Ontario had 36 active mining operations in 2023, with mineral production valued at $15.7 billion — a 50% increase over the past decade. Between 2019 and 2024, four new operating mines opened in Northern Ontario, with six new mine projects and four mine expansions currently underway.
Ontario is also the leading global centre for mining finance. The Toronto Stock Exchange and TSX Venture Exchange list 40% of the world’s publicly traded mining companies, with a combined market value of $603 billion at the end of 2024 — more than triple their 2015 value.
Exploration spending reached $976 million in 2023, representing 23% of total exploration spend across Canada. Exploration is especially vital for nickel, copper, and zinc where reserves have decreased substantially over the past quarter century: nickel by 58%, copper by 67%, and zinc by 95%. There are 32 significant mineral projects in Ontario, including projects in the Ring of Fire area.
Looking ahead, Ontario’s mining sector is poised for continued growth and global competitiveness, Tandon explained. “By leveraging its rich mineral resources, embracing innovation, and strengthening community and Indigenous partnerships, Ontario will remain a global leader in responsible mining,” she said. “The sector’s contributions to GDP, trade, and technological advancement underscore its pivotal role in shaping Ontario’s economic future.”
Canadian mining companies and most domestic mining associations seem to agree on one idea: The permitting and approvals process in Canada needs to be vastly improved so that mining projects come into production much quicker than they do now.
Canada’s focus on securing critical minerals to overcome the Chinese monopoly has led many politicians and policy makers to give mining approvals a second look. Critical minerals are low hanging fruit. The International Energy Agency says demand for copper, nickel and zinc will explode over the next 15 years. Their conclusion? Canada will assuredly look the race for critical minerals and rare earth elements if the nation’s policy makers do not streamline and expedite approvals and permitting.
The Mining Association of Canada (MAC) – a national organization which has served as the national voice for Canada’s mining industry for decades – released a landmark report in November 2022 called Project Permitting in Canada and the Mining Industry put a microscope onto this important issue.
Here is the MAC report’s conclusion: “There is a broad consensus that the timeline for the planning and approval process for new projects, (including “no go”) has to be shortened from 10-15 years without losing the requirements for good planning, environmental protection and Indigenous consultation.”

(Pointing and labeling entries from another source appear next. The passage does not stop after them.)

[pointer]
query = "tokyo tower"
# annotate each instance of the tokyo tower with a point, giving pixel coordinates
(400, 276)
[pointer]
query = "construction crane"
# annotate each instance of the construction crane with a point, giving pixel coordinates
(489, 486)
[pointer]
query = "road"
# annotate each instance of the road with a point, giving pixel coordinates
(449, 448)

The report went on to describe the obstacle to reform: “For nearly 30 years, the objective of “one project one assessment” remains elusive. The combination of provincial and federal assessment and approval processes, and related necessary Indigenous engagement, continues to fall short of coordinated, timely and efficient planning. Such uncoordinated process duplication is not seen in other countries.”

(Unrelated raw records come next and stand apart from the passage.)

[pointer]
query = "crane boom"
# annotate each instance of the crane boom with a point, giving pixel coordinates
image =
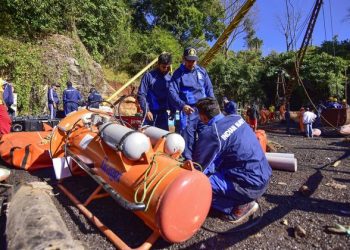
(301, 53)
(226, 33)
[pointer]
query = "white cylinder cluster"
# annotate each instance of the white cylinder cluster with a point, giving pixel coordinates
(282, 161)
(174, 143)
(132, 143)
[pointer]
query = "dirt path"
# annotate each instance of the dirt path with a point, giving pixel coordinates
(284, 207)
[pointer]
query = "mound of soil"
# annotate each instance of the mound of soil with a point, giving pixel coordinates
(295, 211)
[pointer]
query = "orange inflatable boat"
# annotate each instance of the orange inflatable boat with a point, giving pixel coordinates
(26, 150)
(140, 170)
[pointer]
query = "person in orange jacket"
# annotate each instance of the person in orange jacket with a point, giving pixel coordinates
(301, 123)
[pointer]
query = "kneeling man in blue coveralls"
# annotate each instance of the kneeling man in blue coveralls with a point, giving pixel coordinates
(233, 160)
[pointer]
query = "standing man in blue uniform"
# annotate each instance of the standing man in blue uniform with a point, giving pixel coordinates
(234, 161)
(71, 98)
(153, 93)
(94, 99)
(8, 97)
(53, 100)
(190, 83)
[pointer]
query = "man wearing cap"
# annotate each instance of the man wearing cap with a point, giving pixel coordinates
(153, 93)
(71, 98)
(53, 100)
(234, 161)
(5, 121)
(230, 107)
(189, 83)
(94, 98)
(8, 97)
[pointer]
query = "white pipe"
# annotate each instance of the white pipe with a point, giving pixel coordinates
(282, 163)
(286, 155)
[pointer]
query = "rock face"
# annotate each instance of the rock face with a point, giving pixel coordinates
(65, 59)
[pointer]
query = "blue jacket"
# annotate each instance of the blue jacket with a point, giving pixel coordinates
(230, 108)
(94, 99)
(71, 94)
(8, 94)
(229, 145)
(153, 91)
(187, 87)
(52, 96)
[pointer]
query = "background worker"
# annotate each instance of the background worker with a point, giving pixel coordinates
(272, 112)
(153, 94)
(94, 98)
(230, 107)
(253, 115)
(53, 100)
(71, 98)
(189, 83)
(8, 97)
(234, 161)
(282, 110)
(300, 118)
(308, 118)
(5, 120)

Numerous reform attempts have sought to achieve this laudable “one project one assessment” goal, but governments at both levels seem to continually add more nebulous evaluative criteria to mining approvals. Indigenous consultation requirements can also affect timelines, which creates more incentive for an expedited permitting process that brings Indigenous parties into the process throughout.

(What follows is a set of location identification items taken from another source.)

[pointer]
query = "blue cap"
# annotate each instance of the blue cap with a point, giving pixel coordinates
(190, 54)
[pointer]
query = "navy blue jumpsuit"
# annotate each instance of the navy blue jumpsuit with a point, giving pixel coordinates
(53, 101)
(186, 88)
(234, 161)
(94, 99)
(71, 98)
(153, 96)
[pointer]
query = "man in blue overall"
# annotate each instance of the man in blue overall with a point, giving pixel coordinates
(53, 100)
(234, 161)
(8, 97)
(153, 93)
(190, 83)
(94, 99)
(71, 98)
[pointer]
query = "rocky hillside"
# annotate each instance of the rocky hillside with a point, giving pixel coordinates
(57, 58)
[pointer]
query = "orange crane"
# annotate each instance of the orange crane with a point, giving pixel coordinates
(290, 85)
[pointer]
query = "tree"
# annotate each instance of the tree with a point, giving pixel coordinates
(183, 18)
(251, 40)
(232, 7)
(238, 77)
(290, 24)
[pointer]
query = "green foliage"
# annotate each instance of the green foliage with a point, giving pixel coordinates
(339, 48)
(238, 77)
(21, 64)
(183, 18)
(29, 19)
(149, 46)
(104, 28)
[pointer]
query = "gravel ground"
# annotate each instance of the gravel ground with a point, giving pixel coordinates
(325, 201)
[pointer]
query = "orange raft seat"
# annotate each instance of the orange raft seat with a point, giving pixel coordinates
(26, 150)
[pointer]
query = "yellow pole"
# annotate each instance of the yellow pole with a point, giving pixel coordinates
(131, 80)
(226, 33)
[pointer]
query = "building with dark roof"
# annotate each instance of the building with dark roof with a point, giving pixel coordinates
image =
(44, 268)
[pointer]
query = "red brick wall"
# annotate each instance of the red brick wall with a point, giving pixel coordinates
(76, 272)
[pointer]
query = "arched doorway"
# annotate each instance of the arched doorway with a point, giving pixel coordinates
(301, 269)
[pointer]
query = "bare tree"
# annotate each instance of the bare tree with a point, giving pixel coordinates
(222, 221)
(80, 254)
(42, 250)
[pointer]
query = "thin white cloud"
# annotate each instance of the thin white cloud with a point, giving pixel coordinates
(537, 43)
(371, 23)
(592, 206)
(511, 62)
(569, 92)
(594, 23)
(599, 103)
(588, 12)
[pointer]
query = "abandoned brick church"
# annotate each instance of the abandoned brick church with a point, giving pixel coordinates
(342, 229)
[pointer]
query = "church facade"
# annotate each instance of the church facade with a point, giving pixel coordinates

Media have documented over the years how the oil and gas sector has managed to do a better job at creating so-called “single window” permitting process, such as the B.C. Energy Regulator, which has now added renewable energy projects to its purview.
While there are indeed examples and case studies in Canada to draw upon, some other jurisdictions have attempted more radical changes to bring the full attention of government to the goal of vastly expediting permitting.
One such example is Idaho’s so-called SPEED Act. We turn to that now.
Idaho’s SPEED Act and mining approvals
On January 24, 2025, Idaho Governor Brad Little Signed executive order 2025-02, the Strategic Permitting, Efficiency, and Economic Development (SPEED) Act. The Act aimed at better coordinating state permitting on major projects that promote energy independence, support national security, and drive the economy. Thus, the governor passed the law to push forward priority projects that met the above criteria.
Idaho Governor Brad Little signed the SPEED Act in late January 2025. CREDIT: Official photo, Governor’s Office.
How exactly does the SPEED Act work? Well, according to a government news release, the executive order creates a new SPEED council comprised of several state agency directors that will aim to expedite the review of permits and increase collaboration with project proponents. The order’s overarching goal is to seek to eliminate duplicative or unnecessary statutes and rules.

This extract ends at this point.